Bolsonaro teve a oportunidade de vetar o dispositivo do Carf. Dizem até que Sergio Moro se mostrou preocupado com os danos sobre a corrupção e as investigações ainda em curso da Operação Lava Jato, mas a Lei nº 13.988 foi sancionada integralmente pelo presidente no último dia 14.

Essa história maçante sobre tramitação legislativa ilustra bem como se arruína um país com movimentos sutis. Sob argumentos nobres como a proteção do contribuinte, o princípio do “in dubio pro reu” (na dúvida, a favor do réu) e a necessidade de conter a voracidade do Fisco brasileiro, aumentou-se ainda mais o risco de corrupção. Se antes da mudança a Operação Zelotes já apresentava fortes evidências de beneficiamento indevido de grandes empresas nos julgamentos do Carf, não é difícil imaginar o que acontecerá com o voto de desempate agora contando a favor dos devedores.

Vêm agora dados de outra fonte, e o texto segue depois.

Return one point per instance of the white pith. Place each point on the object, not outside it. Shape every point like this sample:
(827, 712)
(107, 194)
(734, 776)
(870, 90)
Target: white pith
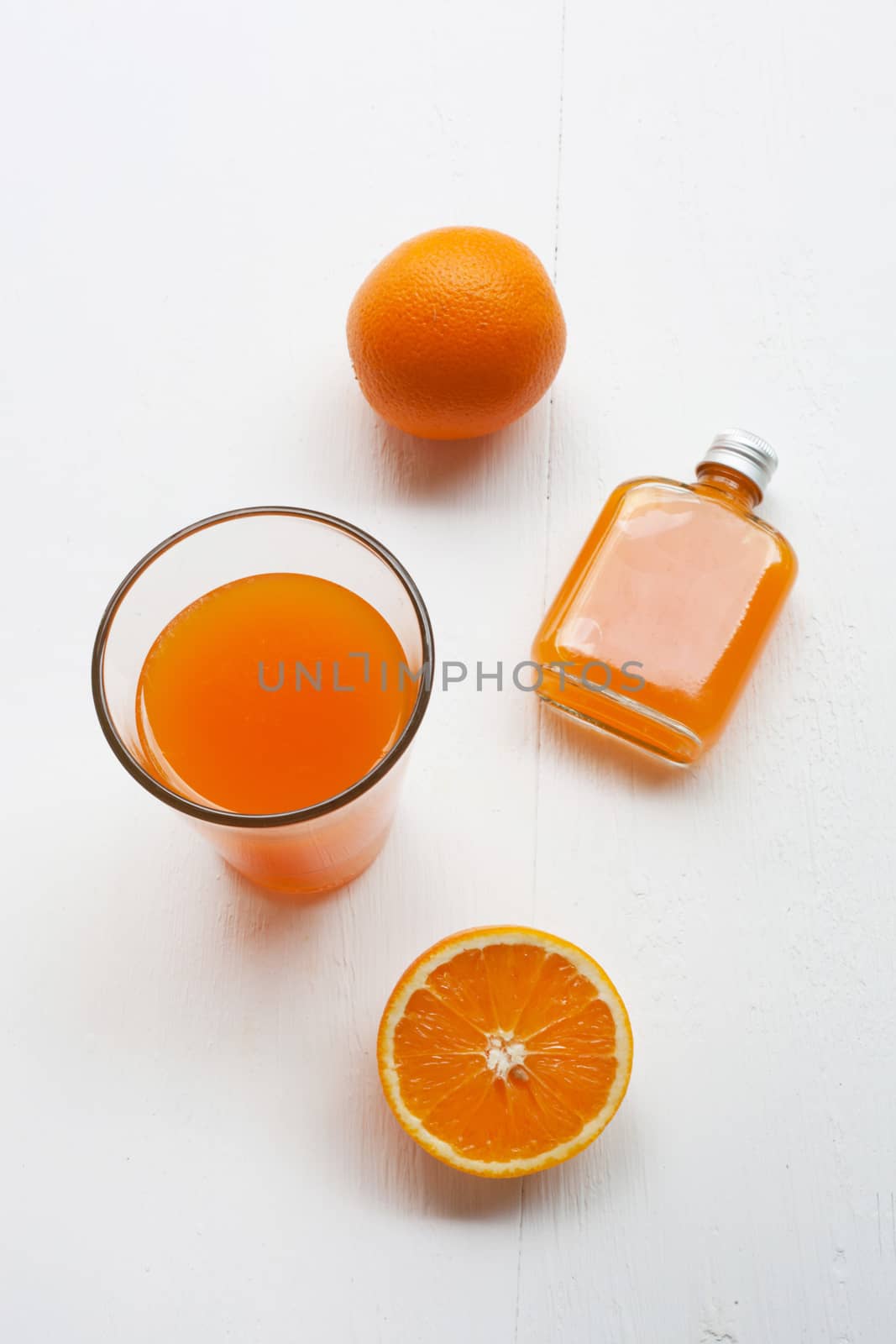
(504, 1053)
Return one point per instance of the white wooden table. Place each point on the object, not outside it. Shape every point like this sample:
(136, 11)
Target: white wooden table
(194, 1142)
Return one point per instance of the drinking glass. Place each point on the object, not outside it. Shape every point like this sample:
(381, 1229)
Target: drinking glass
(315, 848)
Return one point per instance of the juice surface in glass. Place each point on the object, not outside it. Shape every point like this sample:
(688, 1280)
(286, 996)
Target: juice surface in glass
(270, 694)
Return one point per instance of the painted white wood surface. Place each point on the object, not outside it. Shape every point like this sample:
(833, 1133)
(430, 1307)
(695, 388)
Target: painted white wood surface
(192, 1140)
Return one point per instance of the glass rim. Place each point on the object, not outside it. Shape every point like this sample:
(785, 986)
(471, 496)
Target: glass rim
(219, 816)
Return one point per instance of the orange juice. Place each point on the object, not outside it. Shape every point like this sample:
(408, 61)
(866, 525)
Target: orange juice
(271, 694)
(669, 604)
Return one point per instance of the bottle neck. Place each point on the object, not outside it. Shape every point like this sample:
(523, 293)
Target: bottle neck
(730, 483)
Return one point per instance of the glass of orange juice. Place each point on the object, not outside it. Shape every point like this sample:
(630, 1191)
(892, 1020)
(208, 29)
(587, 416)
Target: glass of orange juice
(264, 672)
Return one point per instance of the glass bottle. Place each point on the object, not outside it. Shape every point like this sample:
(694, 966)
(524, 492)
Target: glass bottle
(661, 618)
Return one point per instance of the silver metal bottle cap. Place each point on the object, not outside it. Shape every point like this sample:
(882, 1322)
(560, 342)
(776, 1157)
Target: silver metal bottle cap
(745, 454)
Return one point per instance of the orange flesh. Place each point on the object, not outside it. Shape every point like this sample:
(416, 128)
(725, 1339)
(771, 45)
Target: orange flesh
(207, 727)
(681, 580)
(457, 1038)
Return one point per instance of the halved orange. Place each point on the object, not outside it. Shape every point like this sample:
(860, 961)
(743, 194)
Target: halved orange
(504, 1052)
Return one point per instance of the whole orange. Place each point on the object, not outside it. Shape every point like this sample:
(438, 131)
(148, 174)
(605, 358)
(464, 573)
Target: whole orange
(457, 333)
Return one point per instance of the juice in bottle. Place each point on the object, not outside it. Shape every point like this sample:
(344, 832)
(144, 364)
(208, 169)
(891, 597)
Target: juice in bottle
(273, 694)
(663, 616)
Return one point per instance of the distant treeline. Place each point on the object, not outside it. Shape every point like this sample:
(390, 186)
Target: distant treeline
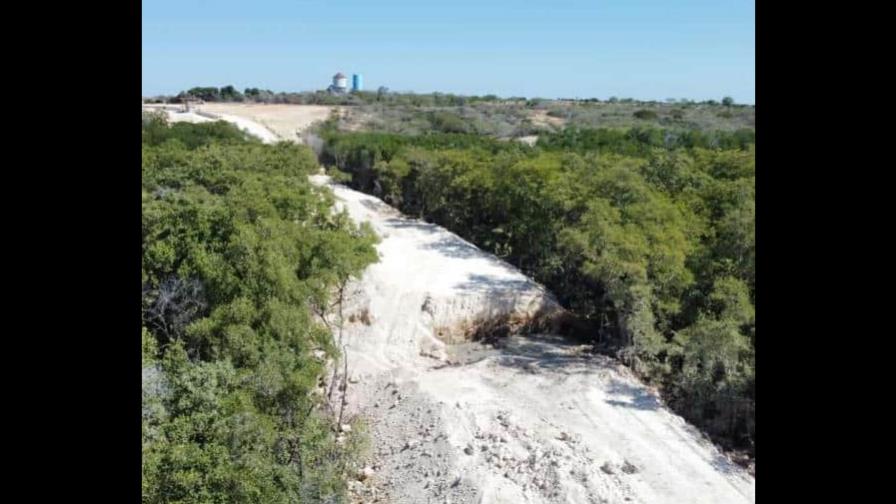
(647, 235)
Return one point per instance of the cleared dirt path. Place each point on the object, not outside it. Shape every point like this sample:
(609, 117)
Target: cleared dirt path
(536, 420)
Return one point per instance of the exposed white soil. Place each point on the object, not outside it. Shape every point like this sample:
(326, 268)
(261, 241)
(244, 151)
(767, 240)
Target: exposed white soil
(535, 420)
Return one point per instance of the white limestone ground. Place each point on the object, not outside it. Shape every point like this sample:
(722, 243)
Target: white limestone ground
(536, 420)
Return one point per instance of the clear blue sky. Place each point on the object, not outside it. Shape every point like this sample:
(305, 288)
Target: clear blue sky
(643, 49)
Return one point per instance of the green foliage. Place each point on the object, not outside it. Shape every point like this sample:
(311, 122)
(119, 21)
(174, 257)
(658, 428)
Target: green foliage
(238, 249)
(644, 114)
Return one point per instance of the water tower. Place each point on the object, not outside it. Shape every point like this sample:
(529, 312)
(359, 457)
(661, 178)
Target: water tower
(340, 83)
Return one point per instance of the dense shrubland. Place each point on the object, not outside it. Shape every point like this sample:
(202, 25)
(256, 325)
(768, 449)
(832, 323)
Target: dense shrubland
(238, 252)
(412, 113)
(645, 234)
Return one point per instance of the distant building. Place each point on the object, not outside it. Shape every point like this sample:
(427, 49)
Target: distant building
(340, 84)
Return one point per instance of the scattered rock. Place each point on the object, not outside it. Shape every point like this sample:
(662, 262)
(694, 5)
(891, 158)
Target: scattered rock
(365, 473)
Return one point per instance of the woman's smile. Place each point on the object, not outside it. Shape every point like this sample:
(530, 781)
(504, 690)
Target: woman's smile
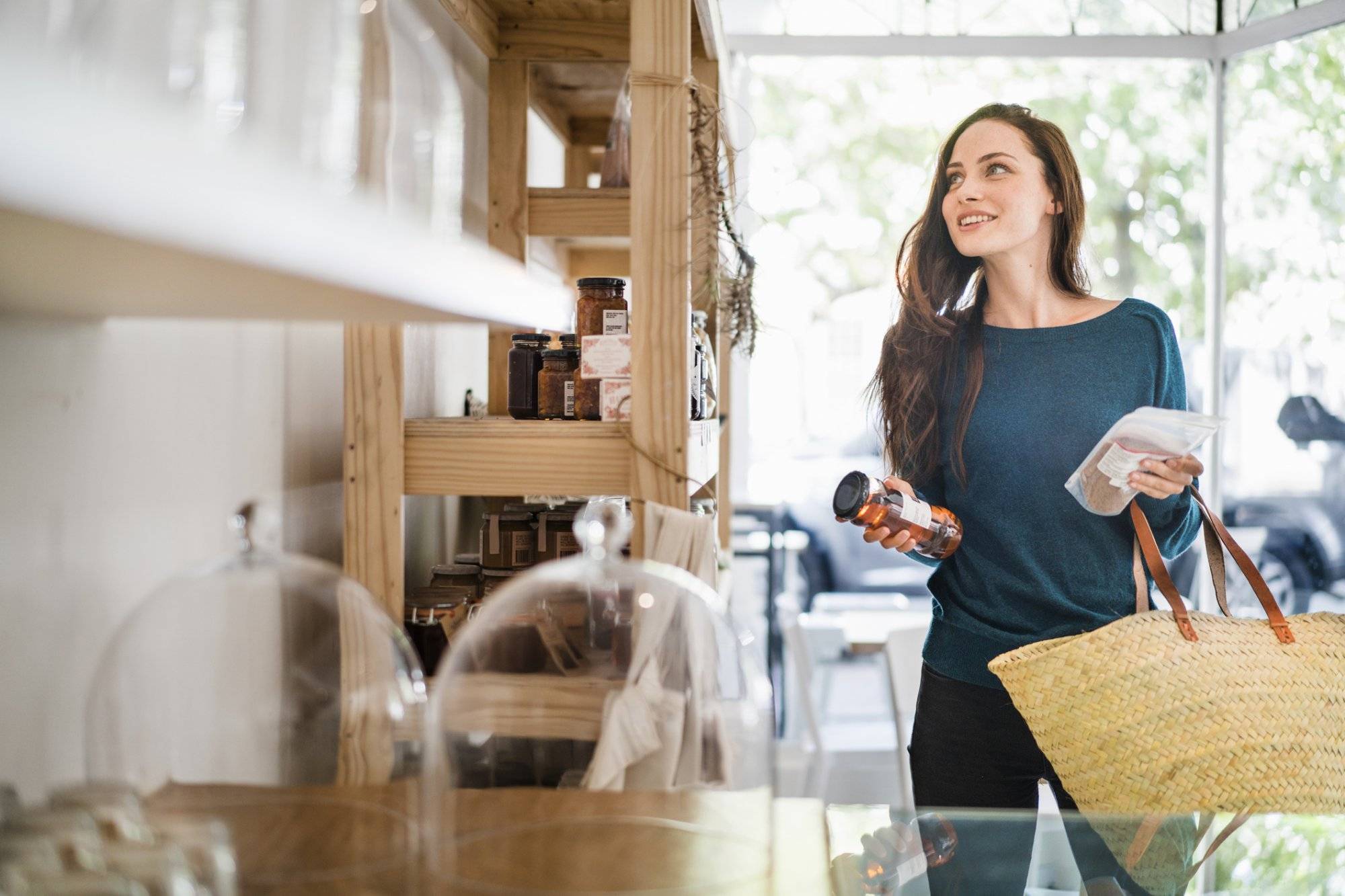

Não há dúvidas de que o modelo tributário brasileiro precisa ser completamente revisto. A legislação é caótica, há muita margem para a interpretação do Fisco e o modelo ibérico de decisões administrativas passíveis de questionamento na primeira instância da Justiça traz insegurança e ineficiência. Mudanças sorrateiras feitas na legislação, porém, não têm o propósito de reformá-lo, e sim dar ainda mais poder para quem dispõe de grandes escritórios de advocacia e redes de lobistas para pagar menos impostos.

A história talvez também teria sido diferente se os órgãos de representação dos fiscais da Receita Federal tivessem utilizado sua pressão no Congresso Nacional para defender o interesse da sociedade e não para defender um penduricalho de até 80% nos seus já elevados salários.

De boas intenções, o Congresso está cheio. Mas, no inferno, quem reside é a maioria da população brasileira.